Member of the Georgia House of Representatives from the 145th district
- In office December 2009 – January 9, 2017
- Preceded by: Bobby Parham
- Succeeded by: Rick Williams

Personal details
- Born: Edwards Culver Kidd III May 10, 1946 Milledgeville, Georgia, U.S.
- Died: June 2, 2020 (aged 74) Macon, Georgia, U.S.
- Party: Independent
- Other political affiliations: Democratic
- Relations: Tillie Fowler (sister)
- Parents: Culver Kidd Jr.; Oma Katherine Rogers;

= Rusty Kidd =

American politician (1946–2020)

Edwards Culver "Rusty" Kidd III (May 10, 1946 – June 2, 2020) was an American politician who was a member of the Georgia House of Representatives from 2009 to 2017.

==Background==
Kidd was born in Milledgeville, Georgia and graduated from Baylor School in 1969. He received his bachelor's degree in finance from University of Tennessee in 1969. He was involved in the banking and the loan businesses.

== Career ==
He represented the 145th district, which includes Baldwin County and a small portion of Putnam County.
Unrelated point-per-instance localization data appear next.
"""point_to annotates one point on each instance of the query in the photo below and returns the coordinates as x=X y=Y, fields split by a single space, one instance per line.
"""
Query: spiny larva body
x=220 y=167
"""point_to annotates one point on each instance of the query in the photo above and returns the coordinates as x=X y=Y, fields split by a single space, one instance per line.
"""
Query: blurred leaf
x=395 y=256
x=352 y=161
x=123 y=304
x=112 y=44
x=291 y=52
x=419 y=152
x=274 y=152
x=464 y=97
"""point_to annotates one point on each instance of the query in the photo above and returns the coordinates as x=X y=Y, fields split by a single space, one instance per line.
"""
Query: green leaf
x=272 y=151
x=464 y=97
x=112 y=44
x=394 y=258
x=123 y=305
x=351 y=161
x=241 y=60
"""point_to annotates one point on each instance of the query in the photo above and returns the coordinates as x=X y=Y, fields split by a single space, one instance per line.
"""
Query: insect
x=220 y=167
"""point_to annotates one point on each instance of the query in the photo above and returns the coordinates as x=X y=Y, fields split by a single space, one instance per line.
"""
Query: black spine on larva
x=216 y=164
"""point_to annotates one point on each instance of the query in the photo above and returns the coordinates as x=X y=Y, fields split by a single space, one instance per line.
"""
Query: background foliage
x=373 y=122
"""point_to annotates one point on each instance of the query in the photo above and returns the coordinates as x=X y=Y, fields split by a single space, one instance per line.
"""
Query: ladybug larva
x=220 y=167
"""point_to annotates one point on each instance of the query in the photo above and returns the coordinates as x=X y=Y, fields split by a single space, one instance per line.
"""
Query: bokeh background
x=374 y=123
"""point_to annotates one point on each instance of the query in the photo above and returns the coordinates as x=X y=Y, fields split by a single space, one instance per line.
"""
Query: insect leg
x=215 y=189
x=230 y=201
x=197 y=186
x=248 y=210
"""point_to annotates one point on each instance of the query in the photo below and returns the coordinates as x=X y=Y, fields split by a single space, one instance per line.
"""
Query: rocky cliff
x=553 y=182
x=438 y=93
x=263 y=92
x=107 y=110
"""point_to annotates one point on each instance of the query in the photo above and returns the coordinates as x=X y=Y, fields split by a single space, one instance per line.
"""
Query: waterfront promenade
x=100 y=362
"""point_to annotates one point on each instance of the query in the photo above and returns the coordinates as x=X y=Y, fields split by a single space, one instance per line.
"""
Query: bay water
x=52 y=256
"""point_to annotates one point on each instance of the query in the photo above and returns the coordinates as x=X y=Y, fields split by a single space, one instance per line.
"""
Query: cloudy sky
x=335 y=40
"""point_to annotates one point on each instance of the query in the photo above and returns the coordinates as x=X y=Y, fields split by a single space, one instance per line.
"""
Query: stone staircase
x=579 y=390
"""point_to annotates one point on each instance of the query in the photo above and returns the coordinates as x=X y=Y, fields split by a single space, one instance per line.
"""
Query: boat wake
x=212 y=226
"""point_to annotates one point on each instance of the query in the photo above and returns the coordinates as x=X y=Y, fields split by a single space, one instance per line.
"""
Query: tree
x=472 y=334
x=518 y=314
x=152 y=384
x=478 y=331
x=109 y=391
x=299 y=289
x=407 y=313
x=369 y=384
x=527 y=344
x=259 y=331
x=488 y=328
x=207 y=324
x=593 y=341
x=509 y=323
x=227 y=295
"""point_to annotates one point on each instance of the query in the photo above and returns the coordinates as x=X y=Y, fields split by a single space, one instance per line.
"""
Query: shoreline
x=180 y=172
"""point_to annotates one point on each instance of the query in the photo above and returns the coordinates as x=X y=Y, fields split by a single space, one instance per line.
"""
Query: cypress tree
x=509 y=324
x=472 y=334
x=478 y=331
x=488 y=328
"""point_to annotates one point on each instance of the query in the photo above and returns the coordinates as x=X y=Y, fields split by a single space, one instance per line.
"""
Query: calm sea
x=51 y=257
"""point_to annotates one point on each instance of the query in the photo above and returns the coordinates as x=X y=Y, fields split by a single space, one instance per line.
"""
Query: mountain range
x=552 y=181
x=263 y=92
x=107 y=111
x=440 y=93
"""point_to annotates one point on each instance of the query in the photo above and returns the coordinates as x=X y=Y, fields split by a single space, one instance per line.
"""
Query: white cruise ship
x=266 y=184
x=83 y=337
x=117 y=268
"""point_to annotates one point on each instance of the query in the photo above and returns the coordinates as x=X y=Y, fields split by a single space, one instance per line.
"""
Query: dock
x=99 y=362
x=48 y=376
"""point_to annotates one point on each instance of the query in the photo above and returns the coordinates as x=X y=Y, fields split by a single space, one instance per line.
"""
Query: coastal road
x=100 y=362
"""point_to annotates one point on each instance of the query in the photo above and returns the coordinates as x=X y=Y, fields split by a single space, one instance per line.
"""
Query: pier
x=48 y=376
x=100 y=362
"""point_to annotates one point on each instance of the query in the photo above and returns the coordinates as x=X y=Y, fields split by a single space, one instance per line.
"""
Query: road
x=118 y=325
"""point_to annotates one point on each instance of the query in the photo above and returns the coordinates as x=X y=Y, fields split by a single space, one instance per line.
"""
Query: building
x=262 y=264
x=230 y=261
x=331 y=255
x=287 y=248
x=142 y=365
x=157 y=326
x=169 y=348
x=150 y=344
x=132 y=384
During his tenure in the Georgia House of Representatives, Kidd was the sole elected independent. Kidd was a lobbyist and represented the Medical Association of Georgia and the R. J. Reynolds Tobacco Company, among others.

Kidd was a Democrat for 40 years before becoming an independent. He endorsed Republican primary candidate Herman Cain for president in 2012 and supported Donald Trump in 2016.

== Personal life ==
Kidd's father, Culver Kidd Jr., was a veteran state legislator in Georgia, and his sister, Tillie Fowler, served as a U.S. Representative for Florida's 4th congressional district from 1993 to 2001.

As a result of a motorcycle accident in 1999, Kidd was paralyzed from the chest down and used a motorized wheelchair to transport himself.

Kidd chose not to seek reelection in 2016. He died at a hospital in Macon, Georgia on June 2, 2020, at age 74.